Tesla Motors Inc. (TSLA) is in a downtrend since topping out at $286.65 in July. The most recent wave lower occurred in late December through early February, where the price fell from $243.63 to $141.05. That's a $102.60 decline, and 60% of that is approximately $61. When the price rises $61 off the $141.05 low, then the price has retraced more than 60%, and the price could start heading lower again. Tesla closed at $202.6 on March 8, right in that 61.8% retracement region.

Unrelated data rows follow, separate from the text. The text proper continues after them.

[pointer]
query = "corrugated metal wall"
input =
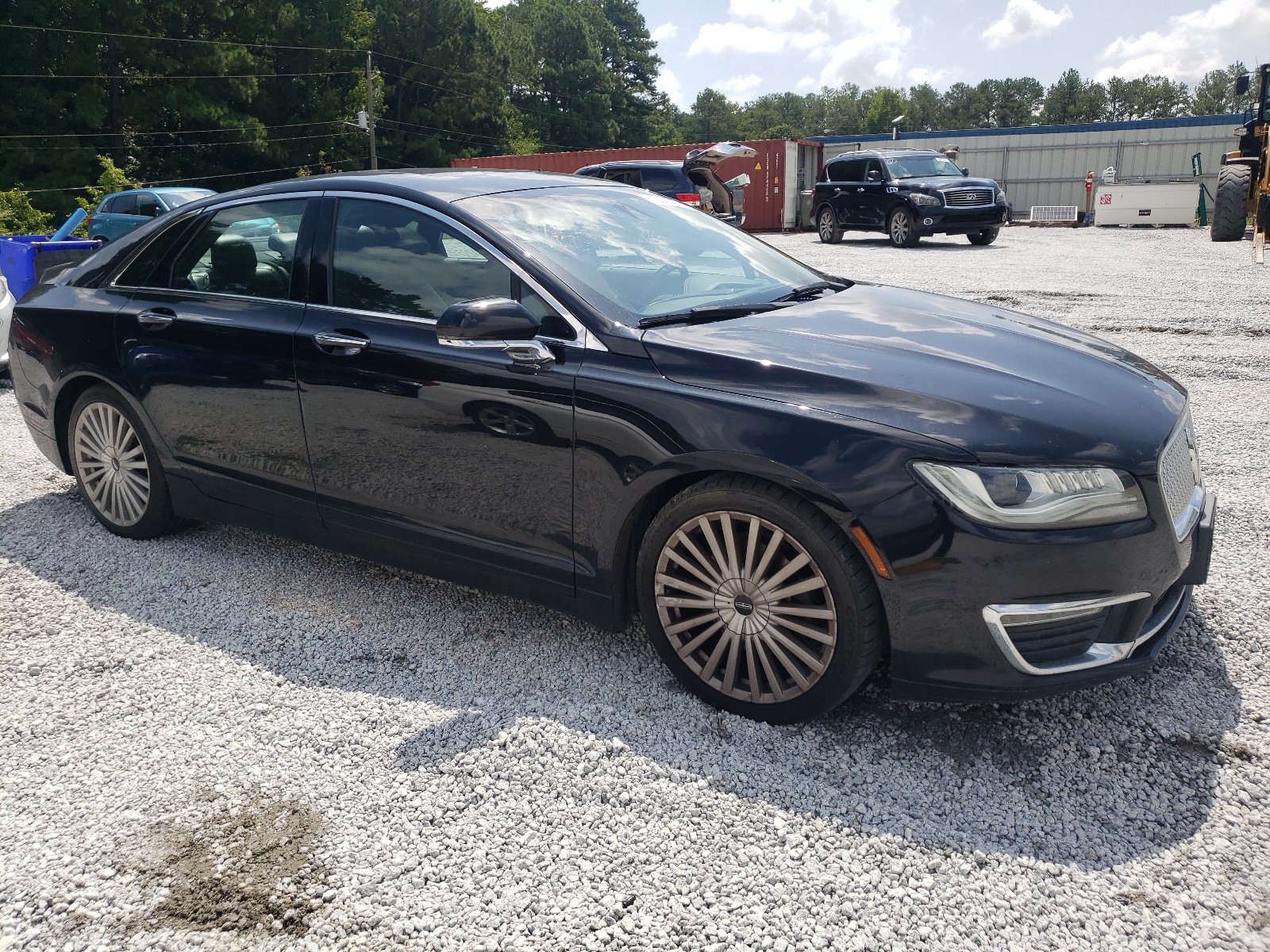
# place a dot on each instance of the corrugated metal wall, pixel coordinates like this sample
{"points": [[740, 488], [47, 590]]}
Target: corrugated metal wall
{"points": [[770, 201], [1047, 164]]}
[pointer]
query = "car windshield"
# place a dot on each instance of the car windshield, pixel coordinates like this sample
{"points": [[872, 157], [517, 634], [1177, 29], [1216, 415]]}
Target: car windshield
{"points": [[175, 200], [634, 254], [921, 167]]}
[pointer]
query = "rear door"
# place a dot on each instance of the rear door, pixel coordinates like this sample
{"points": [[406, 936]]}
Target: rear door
{"points": [[206, 346]]}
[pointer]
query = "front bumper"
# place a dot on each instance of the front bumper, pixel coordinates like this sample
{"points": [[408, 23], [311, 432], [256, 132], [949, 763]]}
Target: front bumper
{"points": [[960, 221], [984, 616]]}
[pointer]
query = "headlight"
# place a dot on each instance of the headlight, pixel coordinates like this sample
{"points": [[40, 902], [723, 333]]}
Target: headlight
{"points": [[1022, 498]]}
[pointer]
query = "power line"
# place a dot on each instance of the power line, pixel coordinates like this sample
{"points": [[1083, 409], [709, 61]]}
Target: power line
{"points": [[167, 76], [181, 40], [173, 132]]}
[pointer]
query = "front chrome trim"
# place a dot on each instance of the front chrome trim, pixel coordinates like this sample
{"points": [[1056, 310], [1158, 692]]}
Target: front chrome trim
{"points": [[584, 340], [1099, 654]]}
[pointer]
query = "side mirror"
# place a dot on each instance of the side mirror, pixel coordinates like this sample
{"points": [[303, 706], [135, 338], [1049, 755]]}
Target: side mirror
{"points": [[487, 319]]}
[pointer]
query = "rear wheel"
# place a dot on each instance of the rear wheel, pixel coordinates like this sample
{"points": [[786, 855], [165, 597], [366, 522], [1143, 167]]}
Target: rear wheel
{"points": [[829, 228], [757, 602], [901, 228], [117, 467], [1230, 207]]}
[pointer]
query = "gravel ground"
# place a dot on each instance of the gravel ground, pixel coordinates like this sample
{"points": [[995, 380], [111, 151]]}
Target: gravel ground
{"points": [[225, 740]]}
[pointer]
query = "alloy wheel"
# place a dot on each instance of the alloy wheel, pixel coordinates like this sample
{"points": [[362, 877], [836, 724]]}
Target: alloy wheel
{"points": [[112, 465], [746, 607], [899, 228]]}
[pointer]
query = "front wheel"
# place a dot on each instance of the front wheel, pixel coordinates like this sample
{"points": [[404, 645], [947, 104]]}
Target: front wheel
{"points": [[757, 602], [829, 228], [901, 228], [117, 469]]}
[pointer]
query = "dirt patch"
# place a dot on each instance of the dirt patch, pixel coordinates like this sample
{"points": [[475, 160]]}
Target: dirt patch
{"points": [[247, 867]]}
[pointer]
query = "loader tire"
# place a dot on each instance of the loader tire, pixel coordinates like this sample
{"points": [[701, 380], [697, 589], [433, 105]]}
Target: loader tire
{"points": [[1230, 207]]}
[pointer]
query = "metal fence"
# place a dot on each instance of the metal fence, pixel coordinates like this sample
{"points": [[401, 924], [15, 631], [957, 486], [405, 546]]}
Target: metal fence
{"points": [[1047, 164]]}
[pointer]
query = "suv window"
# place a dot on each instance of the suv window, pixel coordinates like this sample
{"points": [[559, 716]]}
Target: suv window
{"points": [[245, 249], [626, 178], [662, 181], [398, 260]]}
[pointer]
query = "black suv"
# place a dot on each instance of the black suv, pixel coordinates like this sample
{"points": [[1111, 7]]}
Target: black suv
{"points": [[907, 194], [692, 182]]}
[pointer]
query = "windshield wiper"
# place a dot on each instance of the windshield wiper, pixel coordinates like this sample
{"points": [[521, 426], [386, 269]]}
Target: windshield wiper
{"points": [[806, 290], [708, 313]]}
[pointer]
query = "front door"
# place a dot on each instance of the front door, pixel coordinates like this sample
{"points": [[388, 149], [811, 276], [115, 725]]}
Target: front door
{"points": [[448, 450], [872, 196], [206, 347]]}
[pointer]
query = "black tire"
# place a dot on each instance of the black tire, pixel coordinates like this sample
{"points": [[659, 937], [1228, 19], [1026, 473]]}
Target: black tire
{"points": [[829, 228], [1230, 206], [156, 516], [849, 634], [902, 230]]}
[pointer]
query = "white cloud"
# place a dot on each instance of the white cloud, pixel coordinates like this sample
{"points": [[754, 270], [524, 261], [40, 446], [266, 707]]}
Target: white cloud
{"points": [[1191, 44], [1024, 19], [859, 41], [670, 84], [667, 31], [738, 88]]}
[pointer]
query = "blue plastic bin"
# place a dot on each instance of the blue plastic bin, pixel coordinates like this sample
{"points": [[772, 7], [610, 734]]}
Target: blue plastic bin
{"points": [[23, 258]]}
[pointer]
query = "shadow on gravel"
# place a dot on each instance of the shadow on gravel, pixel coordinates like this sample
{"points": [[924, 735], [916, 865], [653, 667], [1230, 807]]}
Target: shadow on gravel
{"points": [[1092, 778]]}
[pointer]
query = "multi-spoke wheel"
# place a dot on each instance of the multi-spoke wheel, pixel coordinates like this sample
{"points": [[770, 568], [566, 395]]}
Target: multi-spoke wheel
{"points": [[757, 601], [116, 467]]}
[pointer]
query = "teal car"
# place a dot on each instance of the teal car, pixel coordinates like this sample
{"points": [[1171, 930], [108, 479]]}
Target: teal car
{"points": [[121, 213]]}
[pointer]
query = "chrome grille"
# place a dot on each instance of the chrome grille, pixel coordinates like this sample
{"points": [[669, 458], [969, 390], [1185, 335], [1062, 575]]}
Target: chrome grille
{"points": [[1180, 478], [967, 197]]}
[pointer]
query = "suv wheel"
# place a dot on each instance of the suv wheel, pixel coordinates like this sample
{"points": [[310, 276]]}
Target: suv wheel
{"points": [[902, 230], [757, 602], [829, 228], [117, 469]]}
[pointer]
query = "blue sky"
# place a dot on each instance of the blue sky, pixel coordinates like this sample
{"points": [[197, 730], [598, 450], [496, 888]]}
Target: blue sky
{"points": [[749, 48]]}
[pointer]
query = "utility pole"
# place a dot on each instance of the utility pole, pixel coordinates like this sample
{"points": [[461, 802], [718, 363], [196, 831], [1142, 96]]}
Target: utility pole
{"points": [[370, 109]]}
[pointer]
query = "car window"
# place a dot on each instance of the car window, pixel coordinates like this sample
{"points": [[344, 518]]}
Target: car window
{"points": [[632, 253], [124, 205], [850, 171], [662, 181], [245, 249], [398, 260]]}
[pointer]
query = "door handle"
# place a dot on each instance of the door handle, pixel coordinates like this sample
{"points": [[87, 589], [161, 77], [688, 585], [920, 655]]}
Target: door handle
{"points": [[156, 319], [343, 344]]}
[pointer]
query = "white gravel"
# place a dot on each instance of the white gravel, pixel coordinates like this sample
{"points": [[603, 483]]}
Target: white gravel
{"points": [[225, 740]]}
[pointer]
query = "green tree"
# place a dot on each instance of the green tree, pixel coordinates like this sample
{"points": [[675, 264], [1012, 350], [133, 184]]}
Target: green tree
{"points": [[714, 118], [1072, 99], [1214, 94]]}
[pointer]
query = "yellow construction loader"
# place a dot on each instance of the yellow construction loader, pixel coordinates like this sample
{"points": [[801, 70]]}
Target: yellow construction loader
{"points": [[1244, 179]]}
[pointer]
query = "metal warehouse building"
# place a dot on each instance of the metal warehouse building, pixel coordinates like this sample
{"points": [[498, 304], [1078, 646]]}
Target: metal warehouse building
{"points": [[1047, 164]]}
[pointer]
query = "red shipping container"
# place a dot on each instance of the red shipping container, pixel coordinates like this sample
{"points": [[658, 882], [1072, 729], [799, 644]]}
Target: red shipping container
{"points": [[780, 169]]}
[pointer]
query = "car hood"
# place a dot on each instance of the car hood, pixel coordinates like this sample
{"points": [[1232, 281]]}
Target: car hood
{"points": [[996, 384], [939, 183]]}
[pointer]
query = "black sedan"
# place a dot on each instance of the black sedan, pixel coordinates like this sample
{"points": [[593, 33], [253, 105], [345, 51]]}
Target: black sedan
{"points": [[600, 400]]}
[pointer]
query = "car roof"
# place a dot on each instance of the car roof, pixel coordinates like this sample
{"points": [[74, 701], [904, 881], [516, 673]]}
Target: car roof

There is no assurance the price will stop rising near the 61.8% retracement level, therefore, watch for the price to give some indication the pullback is over, and the downtrend is resuming. Since March 4 the price has formed a three-day range between $197.4 and $209.70. If the price drops below $197.4, it provides some confirmation that the 61.8% retracement area is providing resistance, and the downtrend may be continuing. A stop loss is placed above nearest high that occurred before entry (the exact level is not yet known, until the trade signal occurs); currently, that's just above $209.70. Place a target at $145, just above the $141.05 low.
Navient Corp. (NAVI) is also in a long-term downtrend, but has recently pulled back, erasing approximately 60% of the December and January decline. Like Tesla, the price has paused near the 61.8% Fibonacci level. The exact 61.8% level doesn't matter, rather, seeing the price stall in the vicinity of the 61.8% retracement level is reason enough to start monitoring for trades. Since March 4, the price has ranged between $11.65 and $10.94. A drop below $10.94 gives some confirmation that the Fibonacci area has acted as resistance, and the downtrend may be continuing. A stop loss can then be placed above $11.65. Place a target at $8.50, just above the $8.20 February low.
A bullish note on Navient is that it's trading at a low Price/Earnings ratio of 4.25, and offers a dividend yield of 5.77%. Assuming earnings hold steady, at some point, bargain hunters are going to start buying this stock. That's why a stop loss is used on the trade above—to keep risk small in case the price keeps rallying.
The same concept applies to uptrends. When a stock is trending higher, look to buy pullbacks when the price retraces approximately 60% of the last move higher. Wait for the pullback to pause near the 61.8% retracement level, and then buy when it starts to rally again. Since the S&P 500 is in a downtrend, there aren't many stocks currently showing this type of buying setup.
The Bottom Line
Fibonacci levels aren't magic, and there are no assurances the price will reverse at these levels. Yet, by combining multiple factors, Fibonacci levels can help spot trading opportunities. In both these examples the trend is down, so short trades are favored (trade in the direction of trend). The price has also paused near the Fibonacci level. The final step is waiting for the price to start dropping again before taking a trade. Both trades provide an approximate 4:1 reward-to-risk ratio. That means you don't need to right on every trade. By taking trending trades where a reasonable profit target greatly outweighs your risk, you only need to be right a few times out of every ten trades to make money.